There are aural delights, too, which encourage those completely childish but entirely necessary window-down moments. Compared with the thundering baritone note of the SVR, the X5 M has a harder-edged, racier sound, punctuated by mini explosions after every gear change.
You can adjust the speed of those gear changes to match your mood. Set the 'box to auto, dial back the change speed and it’ll slur its way through the eight available ratios. Alternatively, opt for the quickest setting and switch the gearbox to manual and it’s comparable with most of the dual-clutch systems out there for speed and precision.
So, can the chassis cope with all this immense firepower? Absolutely. Set the adaptive suspension to its maximum Sport Plus mode and the body control is phenomenal; the amount of lean is minimal and the car stays composed even over undulating roads or under extreme braking.
Admittedly, you can’t be precise in the way you can in an M3, for example, but when you remind yourself of the mass that is sitting a foot and a half above the Tarmac, you can’t fail to be impressed.
BMW claims the X5 M will pull 1.2g in corners, and I can believe it. The huge bespoke tyres (our test car had the optional 21in wheels with 285/35 Michelins at the front and 325/30s at the rear) produce astonishing levels of grip.
When it does let go it’s the front that gives way first, although you can unsettle the rear with a well-timed stab of throttle. Keep it neat, with sensible corner-entry speeds, and it’s all very manageable. Be warned, however: if you try and carry too much speed into a turn, the inertia of the X5 M can carry you a long way off-line before grip is restored.
For the size of car, the steering is pretty direct and pointy, although there is a mild tram-lining effect and some bizarre weighting.
In either the Sport or Sport Plus settings, the steering has an odd stickiness to it. Also, as you add more lock, rather than merely weighting up, it almost fights you with an artificial self-centering action. By far the best setting is Comfort, which loses a lot of the weight but feels more natural.
The feel of the brakes isn’t ideal. The mammoth calipers and dinner-plate discs haul the car up sharply, but under heavy braking the pedal has a long travel and a disconcertingly spongy quality.
The previous X5 M came in for criticism over the harshness of its ride but this new version has addressed that. It’s no limo, obviously, but in the Comfort setting it rides as well as most large SUVs and even firmed-up to the max, the ride is tolerable over all but the harshest of bumps.
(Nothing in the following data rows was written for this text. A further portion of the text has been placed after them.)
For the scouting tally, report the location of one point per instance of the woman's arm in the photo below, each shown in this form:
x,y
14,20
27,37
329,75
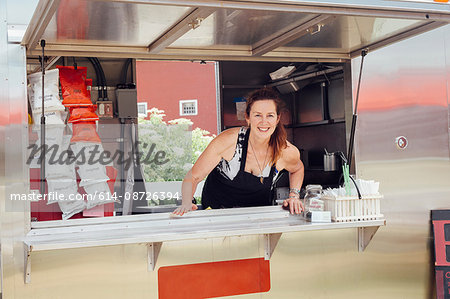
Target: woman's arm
x,y
294,165
210,157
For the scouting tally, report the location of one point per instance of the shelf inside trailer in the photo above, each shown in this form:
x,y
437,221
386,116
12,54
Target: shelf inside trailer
x,y
154,229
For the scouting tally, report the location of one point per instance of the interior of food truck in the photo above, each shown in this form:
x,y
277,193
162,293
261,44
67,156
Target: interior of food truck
x,y
303,54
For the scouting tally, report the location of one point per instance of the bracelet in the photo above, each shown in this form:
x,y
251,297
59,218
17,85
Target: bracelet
x,y
294,190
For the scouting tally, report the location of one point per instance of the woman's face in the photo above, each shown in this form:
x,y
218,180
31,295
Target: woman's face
x,y
263,118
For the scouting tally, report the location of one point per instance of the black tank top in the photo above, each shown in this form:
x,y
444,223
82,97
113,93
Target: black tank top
x,y
228,185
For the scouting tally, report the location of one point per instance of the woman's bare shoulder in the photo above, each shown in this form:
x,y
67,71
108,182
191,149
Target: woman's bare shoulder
x,y
289,155
227,138
291,151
Inside, the cabin’s spacious and the driving position near perfect. It’s also comfortable, too, thanks to a pair of superb looking M Sport seats.
The interior is beautifully finished, as well. Merino leather covers not only the seats but also the majority of the interior surfaces, and is interspersed with carbonfibre trim and stylish ambient night lighting.
BMW’s i-Drive works as effectively as ever and the large display has some of the clearest graphics of any system on the market today. It also comes with a 20GB hard drive and BMW Connect Drive, which provides access to the internet, as well as live traffic reports, music streaming and a concierge service.